Ballet Flats Are About To Be Cool Again

mg ballet flats.jpg

They’re ready for an encore

Meet the shoe that’s almost sold out.

When I think of ballet flats, I think of my 19 year-old self who envied Blair Waldorf’s wardrobe, replete with bows and headbands. Prior to moving to Manhattan’s Upper East Side for college, I lived in a small Michigan town and dreamt of living my best preppy life on the eastern seaboard. Ballet flats in various colors filled my closet, as did skinny jeans and polo shirts. I liked that the flats were small and dainty, which is exactly what I wanted to be at the time.

In the ten-plus years since, my relationship with ballet flats has become more ambivalent, and the fashion community seems to agree. While I used to see them as versatile, now I see them as limiting; they’re simultaneously “basic” in design yet specifically “basic” in character. I spy them often on commuting women in suit dresses who’ve happily opted out of the heels previously demanded in business formal settings, or on girls and women in skinny jeans and cardigans. They’re like spectres of my younger self, and I’ve grown up. I want a grown-up shoe, one that doesn’t fall, well, flat with dresses and skirts, one that can be worn with more than just skinny ankle pants a la Audrey Hepburn. One that can go with various looks instead of a look.

The current ubiquitous iteration of flat is less pretty and more utilitarian, eschewing a delicate bow for a clean shell my friend lovingly(?) calls a “foot condom.” Square toes and sock-like flexibility add to the contemporary feel. In some ways, they’ve become the ballet flats of Brooklyn—for those who want to be minimalist but also just-different-enough-to-be-interesting.

Photo via

Photo via

But then Mansur Gavriel showed their new collection and I immediately spotted the candy-colored flats with the elongated vamp—dainty bow included. For reasons I’m still trying to sort out, I knew I had to have them.
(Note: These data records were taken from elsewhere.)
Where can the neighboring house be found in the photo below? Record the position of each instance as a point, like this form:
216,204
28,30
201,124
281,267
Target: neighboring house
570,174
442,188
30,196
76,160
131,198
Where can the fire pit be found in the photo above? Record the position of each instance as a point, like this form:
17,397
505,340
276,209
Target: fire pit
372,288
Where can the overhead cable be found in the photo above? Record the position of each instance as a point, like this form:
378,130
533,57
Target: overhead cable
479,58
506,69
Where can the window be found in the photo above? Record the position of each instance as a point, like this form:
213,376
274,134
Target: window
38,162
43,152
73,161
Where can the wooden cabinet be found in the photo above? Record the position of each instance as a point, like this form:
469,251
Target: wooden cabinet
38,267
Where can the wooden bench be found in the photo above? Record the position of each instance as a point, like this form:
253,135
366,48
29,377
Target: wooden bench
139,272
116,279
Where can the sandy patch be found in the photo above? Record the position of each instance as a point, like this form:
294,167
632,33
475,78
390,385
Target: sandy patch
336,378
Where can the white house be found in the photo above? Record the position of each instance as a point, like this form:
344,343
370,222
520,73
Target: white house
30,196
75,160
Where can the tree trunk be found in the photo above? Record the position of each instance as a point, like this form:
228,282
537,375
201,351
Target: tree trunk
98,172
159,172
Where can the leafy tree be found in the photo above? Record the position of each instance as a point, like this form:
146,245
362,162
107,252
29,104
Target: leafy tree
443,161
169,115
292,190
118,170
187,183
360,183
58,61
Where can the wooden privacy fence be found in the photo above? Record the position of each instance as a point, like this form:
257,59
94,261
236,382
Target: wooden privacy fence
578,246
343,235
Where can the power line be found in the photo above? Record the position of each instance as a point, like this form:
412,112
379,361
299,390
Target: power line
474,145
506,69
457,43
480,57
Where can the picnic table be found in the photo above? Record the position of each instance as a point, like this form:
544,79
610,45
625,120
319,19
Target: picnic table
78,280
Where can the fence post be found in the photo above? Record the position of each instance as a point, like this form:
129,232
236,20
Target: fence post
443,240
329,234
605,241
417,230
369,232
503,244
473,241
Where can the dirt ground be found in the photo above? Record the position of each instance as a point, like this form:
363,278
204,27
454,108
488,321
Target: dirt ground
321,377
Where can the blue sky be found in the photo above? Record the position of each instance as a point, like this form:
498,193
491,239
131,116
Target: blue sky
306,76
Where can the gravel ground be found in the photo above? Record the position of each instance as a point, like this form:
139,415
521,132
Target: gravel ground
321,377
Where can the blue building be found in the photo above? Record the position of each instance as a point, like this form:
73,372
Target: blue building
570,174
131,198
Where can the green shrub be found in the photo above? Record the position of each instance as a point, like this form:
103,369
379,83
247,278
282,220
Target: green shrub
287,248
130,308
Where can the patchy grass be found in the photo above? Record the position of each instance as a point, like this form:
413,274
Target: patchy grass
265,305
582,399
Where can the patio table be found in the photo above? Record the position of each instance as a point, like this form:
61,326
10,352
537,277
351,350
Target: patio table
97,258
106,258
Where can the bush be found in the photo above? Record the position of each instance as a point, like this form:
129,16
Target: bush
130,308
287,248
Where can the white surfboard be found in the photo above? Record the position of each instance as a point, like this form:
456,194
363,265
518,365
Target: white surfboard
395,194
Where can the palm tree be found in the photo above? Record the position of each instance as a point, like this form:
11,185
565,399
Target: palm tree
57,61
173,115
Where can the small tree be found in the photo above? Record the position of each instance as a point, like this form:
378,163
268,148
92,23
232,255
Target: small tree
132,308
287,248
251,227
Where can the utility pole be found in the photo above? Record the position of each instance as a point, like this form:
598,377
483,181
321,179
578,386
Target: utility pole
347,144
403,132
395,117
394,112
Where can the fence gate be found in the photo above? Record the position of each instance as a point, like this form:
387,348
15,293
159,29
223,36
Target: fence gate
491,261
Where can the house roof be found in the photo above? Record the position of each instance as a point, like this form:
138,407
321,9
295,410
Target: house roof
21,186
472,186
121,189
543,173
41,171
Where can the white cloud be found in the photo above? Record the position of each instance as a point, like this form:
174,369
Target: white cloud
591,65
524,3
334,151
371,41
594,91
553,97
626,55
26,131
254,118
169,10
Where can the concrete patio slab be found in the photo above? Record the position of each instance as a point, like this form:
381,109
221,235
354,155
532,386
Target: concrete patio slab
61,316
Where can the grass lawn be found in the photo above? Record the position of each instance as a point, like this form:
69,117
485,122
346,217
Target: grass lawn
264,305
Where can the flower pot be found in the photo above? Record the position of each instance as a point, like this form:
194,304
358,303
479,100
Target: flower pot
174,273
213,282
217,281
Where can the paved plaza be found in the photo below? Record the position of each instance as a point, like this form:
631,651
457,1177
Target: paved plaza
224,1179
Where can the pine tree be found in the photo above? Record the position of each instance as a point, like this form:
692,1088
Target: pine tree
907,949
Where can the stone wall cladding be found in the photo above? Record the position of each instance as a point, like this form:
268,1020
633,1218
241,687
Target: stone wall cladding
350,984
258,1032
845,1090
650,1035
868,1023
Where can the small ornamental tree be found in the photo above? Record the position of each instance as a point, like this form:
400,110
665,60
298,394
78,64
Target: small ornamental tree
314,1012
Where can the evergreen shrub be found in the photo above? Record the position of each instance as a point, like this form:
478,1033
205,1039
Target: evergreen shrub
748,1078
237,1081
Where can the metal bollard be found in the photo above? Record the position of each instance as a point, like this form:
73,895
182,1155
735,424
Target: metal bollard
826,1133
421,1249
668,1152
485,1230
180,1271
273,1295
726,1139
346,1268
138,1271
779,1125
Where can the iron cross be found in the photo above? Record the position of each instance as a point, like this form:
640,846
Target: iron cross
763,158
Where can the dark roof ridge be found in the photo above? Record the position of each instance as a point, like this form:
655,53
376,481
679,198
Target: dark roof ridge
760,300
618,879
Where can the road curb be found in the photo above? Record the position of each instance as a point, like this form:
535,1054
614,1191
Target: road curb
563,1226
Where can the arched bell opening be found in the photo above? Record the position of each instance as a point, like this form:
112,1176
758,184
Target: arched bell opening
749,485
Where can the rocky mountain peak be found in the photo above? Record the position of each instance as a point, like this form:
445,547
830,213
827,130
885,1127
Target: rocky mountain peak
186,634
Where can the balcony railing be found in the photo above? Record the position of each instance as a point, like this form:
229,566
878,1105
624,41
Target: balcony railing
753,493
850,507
While my aforementioned friend maintained she needed another five years before she could slip her toes into ballerina shoes again, I found that many other people I know felt the same as I did.

Is it just the relatively affordable price point that’s attracting me, given MG’s footwear usually sells for $100+ more? Or perhaps it’s the bold red hue that immediately reminds me of the time I dyed my pointe shoes crimson to play Snow White in an adolescent ballet production?

The high vamp feels modern in aesthetic while also being practical for the real-life dancer (and ex-dancer, and ugly-feet commisterator)—that is, it will cover my bunions. Unlike the iconic Repetto style, these feel more like chic flats made for adults instead of ones made for pre-schoolers. And based on the brand’s website, everyone seems to agree—most colors are sold out, including those on pre-order.

More evidence of the hype around these “Dream Ballerinas”: this Saturday, April 13th, the Soho store is holding a special event from 1-6pm where you can shop the new shoes and get them monogrammed. Will I be there? Yes, and probably early.

What this all means is by the time summer hits (the site says pre-order pairs ship mid-June), we’ll be seeing a lot of ballet flats taking center stage. Again.